Samael—Angel of poisons, mutagens, life support, evolution—was not entirely sure what it was thinking in there. But the parrotlet chick he cradled was part of a larger organism as well, and so precious not just for what it was—a life—but also a link to the larger chain of being: the great hierarchy of creation from God to Captain to Angel to Crew, and so on down the line.

Samael felt the Conn woman coming long before her shadow fell across him. Her white robes swept around him; the sapphire in her nostril glittered green. She laid elegant fingers on his shoulder—in his shoulder, for his leaf-litter self indented to her touch and the particles of his being bent around her—and leaned down.

“One of ours,” Cynric said, delighted. Her long face was transformed by a smile. “They’re still flourishing.”

“You wrought well,” he allowed. He shifted the birdlet to one hand and plucked a berry from his breast to feed it, crushing the fruit between fingers that barely existed. Stained blue now, the bird-mouth still gaped greedily. “She fell from the nest. Or perhaps the parents rejected her.”

“Can I see?”

Cynric’s hands were long and blue-white, and far more corporeal than Samael’s own without being any less ethereal. She cupped the birdlet and bent her head to it, leaning close until she took its tiny head into her mouth. It stilled in the dark, and Samael tilted his head to watch.

There was no decisive crunch this time. “Healthy,” she said, having run her assessments and lowered her hands. “Back up into the nest with you, adorable.”

Flocks of green parrotlets, no longer from beak to tail tip than the length of her hand from palm heel to fingertip, mobbed her screaming as she stood up tall and reached spindle arms into the thorny, sensitive branches of the mimosa. The tree swept feathery leaves aside, obedient to the will of the Conn who had engineered its forebears, revealing three stick-and-feather nests full to brimming with huddled, pulsing baby birds.

She leaned in close, sniffing, seemingly impervious to the way the angry flock wheeled and dove and chattered, some going so far as to strike her with doubled talons or pull the strands of her hair.

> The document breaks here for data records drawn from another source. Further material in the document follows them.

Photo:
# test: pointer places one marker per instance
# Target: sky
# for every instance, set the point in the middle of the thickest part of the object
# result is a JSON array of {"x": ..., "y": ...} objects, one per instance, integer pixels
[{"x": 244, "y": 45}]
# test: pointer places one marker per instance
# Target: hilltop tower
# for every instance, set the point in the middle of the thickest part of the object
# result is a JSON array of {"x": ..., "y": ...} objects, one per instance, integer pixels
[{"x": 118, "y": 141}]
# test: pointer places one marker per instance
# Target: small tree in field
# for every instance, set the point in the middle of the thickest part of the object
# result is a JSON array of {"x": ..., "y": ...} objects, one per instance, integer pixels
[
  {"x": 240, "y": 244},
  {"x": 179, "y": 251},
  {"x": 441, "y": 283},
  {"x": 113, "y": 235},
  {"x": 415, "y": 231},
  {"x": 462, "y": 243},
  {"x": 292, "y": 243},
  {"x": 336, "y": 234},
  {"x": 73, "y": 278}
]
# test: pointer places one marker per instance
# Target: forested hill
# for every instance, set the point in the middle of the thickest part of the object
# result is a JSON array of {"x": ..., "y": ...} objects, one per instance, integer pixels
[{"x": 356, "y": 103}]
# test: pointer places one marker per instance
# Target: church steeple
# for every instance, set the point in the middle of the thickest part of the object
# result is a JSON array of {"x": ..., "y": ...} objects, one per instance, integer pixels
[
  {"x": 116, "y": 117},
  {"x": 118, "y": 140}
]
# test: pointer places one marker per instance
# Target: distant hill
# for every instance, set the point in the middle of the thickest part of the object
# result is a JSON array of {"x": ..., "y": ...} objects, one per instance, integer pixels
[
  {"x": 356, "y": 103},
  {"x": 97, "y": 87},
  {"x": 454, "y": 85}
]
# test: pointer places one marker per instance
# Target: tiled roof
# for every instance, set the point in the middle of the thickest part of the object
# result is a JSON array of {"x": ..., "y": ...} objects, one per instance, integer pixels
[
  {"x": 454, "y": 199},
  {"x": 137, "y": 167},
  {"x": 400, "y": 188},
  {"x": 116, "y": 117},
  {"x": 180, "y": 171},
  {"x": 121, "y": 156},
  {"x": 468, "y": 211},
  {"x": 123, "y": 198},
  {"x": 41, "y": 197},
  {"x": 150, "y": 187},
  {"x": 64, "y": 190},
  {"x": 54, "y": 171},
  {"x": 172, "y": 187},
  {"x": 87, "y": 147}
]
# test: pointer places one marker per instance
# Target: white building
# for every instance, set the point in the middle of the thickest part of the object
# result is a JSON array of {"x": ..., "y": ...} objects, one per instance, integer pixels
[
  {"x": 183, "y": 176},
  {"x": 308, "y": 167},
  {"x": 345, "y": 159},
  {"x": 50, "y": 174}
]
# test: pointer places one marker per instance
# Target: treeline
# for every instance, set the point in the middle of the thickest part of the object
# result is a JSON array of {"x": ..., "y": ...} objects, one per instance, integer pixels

Deliberate, considering, she settled finally on the highest nest and reached within. Samael had never quite had human senses, but he’d lived all his life around women and men, both Exalt and Mean, and so it was no great stretch to imagine her fingers brushing between fragile, prickly, sticky-moist bodies to make space for the lost nestling, and the way her other hand deftly slid it back into the company of its brethren. She breathed over the nest, a benediction or a prayer, and let the branches fall protectively back over the nursery.

As she stepped back, Samael caught her smiling. Feathers drifted around her, shed down from her cloud of protesters, one fingertip-tiny lime-rind-colored wing covert snagged in her hair, its threadlike strands in disarray. Samael swept the detritus up on his covalent fields and drew it into himself, raw material for shirt collar, eyebrows, a flamboyant braided down-fluff earring. That one feather, though, he reached out and plucked up with the simulacra of his fingers.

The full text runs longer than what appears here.